ROME, ITALY — Outcomes are similar and pocketbooks spared if computed-tomography angiography (CTA) is used to guide the use of invasive coronary angiography in stable patients with suspected CAD, according to the Coronary Computed Tomographic Angiography for Selective Cardiac Catheterization (CONSERVE) study[1].

The 12-month major adverse cardiovascular event (MACE) rate was identical (4.6%) in patients evaluated with selective or direct invasive coronary angiography (P=0.99).

The CTA-guided strategy, however, reduced rates of invasive coronary angiography by 78% (22% vs 100%), revascularization by 41% (10% vs 17%), and cardiovascular costs by 50% (mean per patient $3338 vs $6740; P for all <0.001).

Dr Hyuk-Jae Chang

In light of the 4.6 million catherizations performed each year, the cost saving with the selective CTA strategy could be substantial, co–principal investigator Dr Hyuk-Jae Chang (Yonsie University College of Medicine, Seoul, South Korea) suggested at the European Society of Cardiology (ESC) Congress 2016.

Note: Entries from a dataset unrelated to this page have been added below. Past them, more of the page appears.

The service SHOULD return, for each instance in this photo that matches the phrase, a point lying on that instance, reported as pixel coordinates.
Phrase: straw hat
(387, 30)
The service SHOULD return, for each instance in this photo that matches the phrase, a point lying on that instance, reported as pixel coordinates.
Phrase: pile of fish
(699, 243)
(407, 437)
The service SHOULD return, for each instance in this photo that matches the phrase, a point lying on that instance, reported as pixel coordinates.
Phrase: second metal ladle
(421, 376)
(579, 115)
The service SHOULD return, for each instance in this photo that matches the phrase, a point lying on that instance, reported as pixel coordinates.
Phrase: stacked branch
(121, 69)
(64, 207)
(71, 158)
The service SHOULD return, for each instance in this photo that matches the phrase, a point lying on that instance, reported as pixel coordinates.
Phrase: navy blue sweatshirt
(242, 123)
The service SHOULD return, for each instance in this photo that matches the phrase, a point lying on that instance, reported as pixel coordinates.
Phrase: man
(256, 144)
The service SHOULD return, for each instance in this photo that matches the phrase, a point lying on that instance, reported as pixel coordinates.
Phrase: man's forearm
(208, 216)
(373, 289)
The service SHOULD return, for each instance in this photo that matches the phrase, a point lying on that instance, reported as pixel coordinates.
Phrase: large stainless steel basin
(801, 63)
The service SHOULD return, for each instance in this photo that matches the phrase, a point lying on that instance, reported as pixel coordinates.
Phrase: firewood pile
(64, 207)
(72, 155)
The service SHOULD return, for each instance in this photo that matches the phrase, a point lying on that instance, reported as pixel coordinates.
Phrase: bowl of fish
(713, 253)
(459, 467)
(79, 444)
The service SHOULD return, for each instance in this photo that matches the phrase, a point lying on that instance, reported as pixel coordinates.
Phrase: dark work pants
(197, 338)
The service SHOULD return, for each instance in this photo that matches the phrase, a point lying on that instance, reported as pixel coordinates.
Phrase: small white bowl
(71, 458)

American College of Cardiology (ACC) vice president Dr C Michael Valentine (Central Health, Lynchburg, VA) told heartwire from Medscape, however, that outside of Medicare, many US payers currently do not reimburse for CTA.

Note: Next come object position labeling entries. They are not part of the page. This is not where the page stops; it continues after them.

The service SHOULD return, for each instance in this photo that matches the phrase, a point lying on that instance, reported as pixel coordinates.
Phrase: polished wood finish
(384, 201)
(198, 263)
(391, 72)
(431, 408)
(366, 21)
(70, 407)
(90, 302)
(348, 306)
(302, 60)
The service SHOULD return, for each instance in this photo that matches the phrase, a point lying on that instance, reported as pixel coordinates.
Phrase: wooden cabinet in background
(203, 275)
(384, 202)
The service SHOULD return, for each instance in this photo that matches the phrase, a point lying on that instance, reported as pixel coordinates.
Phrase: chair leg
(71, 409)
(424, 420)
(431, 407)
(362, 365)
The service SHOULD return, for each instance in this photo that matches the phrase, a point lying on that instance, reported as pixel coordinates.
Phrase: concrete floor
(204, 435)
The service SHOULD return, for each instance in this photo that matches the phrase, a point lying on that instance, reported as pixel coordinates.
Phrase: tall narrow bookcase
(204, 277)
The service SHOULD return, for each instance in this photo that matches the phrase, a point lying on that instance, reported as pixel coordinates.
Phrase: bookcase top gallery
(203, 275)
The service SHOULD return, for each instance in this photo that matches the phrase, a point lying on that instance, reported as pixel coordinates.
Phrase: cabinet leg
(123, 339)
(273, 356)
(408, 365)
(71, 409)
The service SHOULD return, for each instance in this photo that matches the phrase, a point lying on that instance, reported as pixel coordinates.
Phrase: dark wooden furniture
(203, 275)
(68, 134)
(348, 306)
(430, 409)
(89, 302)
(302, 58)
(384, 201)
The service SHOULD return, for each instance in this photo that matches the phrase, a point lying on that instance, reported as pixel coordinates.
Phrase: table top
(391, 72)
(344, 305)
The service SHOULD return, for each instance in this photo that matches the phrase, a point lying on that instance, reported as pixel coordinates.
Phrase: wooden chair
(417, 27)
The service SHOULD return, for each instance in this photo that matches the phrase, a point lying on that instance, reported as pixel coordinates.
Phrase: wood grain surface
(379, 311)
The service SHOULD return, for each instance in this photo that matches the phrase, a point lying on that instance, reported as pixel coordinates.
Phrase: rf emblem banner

Also, the study lacked information on how many patients met appropriate-use criteria for CTA and how other noninvasive testing strategies would compare, as was done in year's PROMISE trial.

"You would expect the cost to be lower, you would expect the interventional procedures to be lower, and you'd expect overall, probably a better safety profile in all those who undergo noninvasive testing in this situation first, so I'm not sure this taught us anything new," Valentine said.

CONSERVE randomized 1503 stable patients with an ACC/American Heart Association (AHA) class II indication for nonemergent angiography to direct or selective angiography, the latter driven by physician referrals based on the initial results of the CT.

There were no between-group differences in angina typicality, pretest likelihood of obstructive CAD, symptoms, ACC/AHA guideline indication for referral to invasive coronary angiography, rates of obstructive CAD, number of vessels, and location of CAD, Chang said.

Discussant Dr Stephan Achenbach (University Hospital Erlangen, Germany) said the findings fit nicely with other recent evidence and that this is "one of the rare randomized diagnostic imaging trials with an outcome end point."

The study, however, did have limitations, mainly that this was a very low-risk cohort, which was reflected by the extremely low MACE rate.

"So we also have to ask the question, what would be the effect of doing no testing at all in these patients, which has not been studied."

The study was funded by an investigator-initiated unrestricted grant from GE Healthcare and Severance Hospital of Yonsei University. The investigators reported no relevant financial relationships.